Five minutes to drop-off.
A distant lit steeple, even some early Christmas lights, glowed in the fresh snow. A luminous Nativity scene was the centerpiece of a deserted parking lot, the glare of green, red, and blue bulbs muted by swirling flakes. The rest of the village sparkled up the hillside in a spray of tiny amber lights. It was like a vision from childhood, full of magic and promise.
If my night’s work went awry, I thought, I might never share the world with my son.
The feeling hit me like a jolt. It was new. Till now, fear, worry, doubt, and anger had driven me through the last few days. But about to come face-to-face with whoever was trying to destroy me, I felt a cold rage.
I sat motionless in the dark cab. I’d never felt a similar emotion. I’d wanted safety for Janet and me, for our home, and for our child-to-be. But even in our wrecked house while standing by the baby’s crib and feeling ready to kill anyone who might hurt our child, I’d been ready to let the cops stop them. This was different. I was shaking, but not from any chill now. I felt a strength and focus I’d thought were unique to the insane or soldiers going into battle.
I’d blundered into a killing game. To get out, I was setting a trap. But it remained a killing game. On the brink of my own son’s birth, I felt a savagery that had always revolted and disgusted me when it exploded out of others. I’d spent a lifetime putting back together the human pieces that resulted from those eruptions.
Maybe it was as simple as self-preservation, an instinctive preparation as old as the cave, the getting ready to do battle with the beast that slouched toward it. Nobody was going to kill my chance to see my son and rob him of a father.

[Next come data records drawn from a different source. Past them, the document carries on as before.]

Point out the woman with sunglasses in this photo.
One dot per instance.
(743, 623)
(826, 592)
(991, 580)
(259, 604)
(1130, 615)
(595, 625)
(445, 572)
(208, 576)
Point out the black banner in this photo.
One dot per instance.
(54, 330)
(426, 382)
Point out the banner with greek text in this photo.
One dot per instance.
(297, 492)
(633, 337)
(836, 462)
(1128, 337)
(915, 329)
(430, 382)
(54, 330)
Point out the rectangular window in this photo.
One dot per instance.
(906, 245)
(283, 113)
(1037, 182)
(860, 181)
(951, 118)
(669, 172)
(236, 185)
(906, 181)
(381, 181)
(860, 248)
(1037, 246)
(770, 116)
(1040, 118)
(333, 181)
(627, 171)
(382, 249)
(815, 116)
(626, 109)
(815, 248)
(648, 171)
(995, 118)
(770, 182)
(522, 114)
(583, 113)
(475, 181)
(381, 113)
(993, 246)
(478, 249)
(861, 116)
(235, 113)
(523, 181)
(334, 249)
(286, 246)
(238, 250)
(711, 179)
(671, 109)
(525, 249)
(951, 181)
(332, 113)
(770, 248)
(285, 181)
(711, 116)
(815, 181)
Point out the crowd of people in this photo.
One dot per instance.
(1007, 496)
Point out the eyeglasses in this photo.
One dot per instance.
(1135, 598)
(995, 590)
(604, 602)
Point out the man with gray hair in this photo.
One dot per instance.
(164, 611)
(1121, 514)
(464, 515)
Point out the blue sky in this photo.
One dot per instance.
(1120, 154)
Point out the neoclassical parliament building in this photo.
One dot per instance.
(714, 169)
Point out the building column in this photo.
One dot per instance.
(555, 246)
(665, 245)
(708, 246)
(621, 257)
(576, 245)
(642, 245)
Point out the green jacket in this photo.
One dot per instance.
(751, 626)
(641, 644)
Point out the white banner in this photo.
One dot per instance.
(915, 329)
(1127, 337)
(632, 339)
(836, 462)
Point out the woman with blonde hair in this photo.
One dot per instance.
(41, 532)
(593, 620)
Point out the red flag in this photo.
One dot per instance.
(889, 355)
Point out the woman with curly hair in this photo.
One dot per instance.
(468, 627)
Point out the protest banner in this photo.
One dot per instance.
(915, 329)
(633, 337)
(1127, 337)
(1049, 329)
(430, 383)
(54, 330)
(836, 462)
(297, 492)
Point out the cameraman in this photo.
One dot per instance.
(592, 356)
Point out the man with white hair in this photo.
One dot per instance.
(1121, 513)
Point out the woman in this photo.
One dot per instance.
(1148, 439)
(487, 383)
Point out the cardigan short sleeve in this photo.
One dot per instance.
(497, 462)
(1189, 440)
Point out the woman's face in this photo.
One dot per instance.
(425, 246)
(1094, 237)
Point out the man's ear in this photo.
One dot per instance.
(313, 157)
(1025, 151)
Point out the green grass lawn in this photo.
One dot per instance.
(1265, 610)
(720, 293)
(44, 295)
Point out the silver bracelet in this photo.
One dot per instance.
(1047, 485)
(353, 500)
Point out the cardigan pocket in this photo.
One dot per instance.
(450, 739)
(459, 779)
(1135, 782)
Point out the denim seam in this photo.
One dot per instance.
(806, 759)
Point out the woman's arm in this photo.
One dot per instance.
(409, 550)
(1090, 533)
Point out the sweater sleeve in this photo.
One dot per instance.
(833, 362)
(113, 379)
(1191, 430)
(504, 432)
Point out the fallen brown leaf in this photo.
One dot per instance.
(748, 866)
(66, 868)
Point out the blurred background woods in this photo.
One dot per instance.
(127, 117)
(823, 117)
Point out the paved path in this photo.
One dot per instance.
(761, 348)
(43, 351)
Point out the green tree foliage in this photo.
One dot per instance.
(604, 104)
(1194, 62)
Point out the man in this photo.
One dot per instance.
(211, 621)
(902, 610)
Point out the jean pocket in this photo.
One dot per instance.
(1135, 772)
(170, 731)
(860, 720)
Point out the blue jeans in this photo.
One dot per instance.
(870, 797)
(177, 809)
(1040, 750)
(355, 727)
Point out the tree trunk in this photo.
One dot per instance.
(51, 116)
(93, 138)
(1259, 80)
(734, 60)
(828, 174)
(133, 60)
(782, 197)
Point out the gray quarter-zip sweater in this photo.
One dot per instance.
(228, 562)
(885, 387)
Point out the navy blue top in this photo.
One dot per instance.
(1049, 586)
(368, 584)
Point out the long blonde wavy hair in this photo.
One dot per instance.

If they came under my hand tonight, I’d be capable of killing them myself.
* * * *
We were passing the last of the village. Brash red bulbs lit the local coffee shop. They shone harsh against its year-round color of canary yellow. Neither snow-flakes nor a full blizzard could soften the effect. They usually left the bulbs up all summer, unlit. Janet and I had ended many a warm weekend here, ordering hot dogs and ice cream to hold off the evening and the melancholy of returning to the city.
Four minutes more. I leaned forward. “Only a few miles to go. I’ll tell you where. And slow down, now!”
The cabbie gave me an uneasy look, as if this were where I was going to jump him. I chattered on, to make sure he got it right and hopefully to reassure him. “Drop down to twenty. Up ahead is a hollow in the road. When I say stop, exactly at the bottom, stop dead. The second I’m out, go on, but drive slow. Leave your light off and keep going south, about ten miles. Then you can turn around and get back to Buffalo.” His silence eloquently said he still didn’t like it. I began to fear my whole plan was going to fall apart here.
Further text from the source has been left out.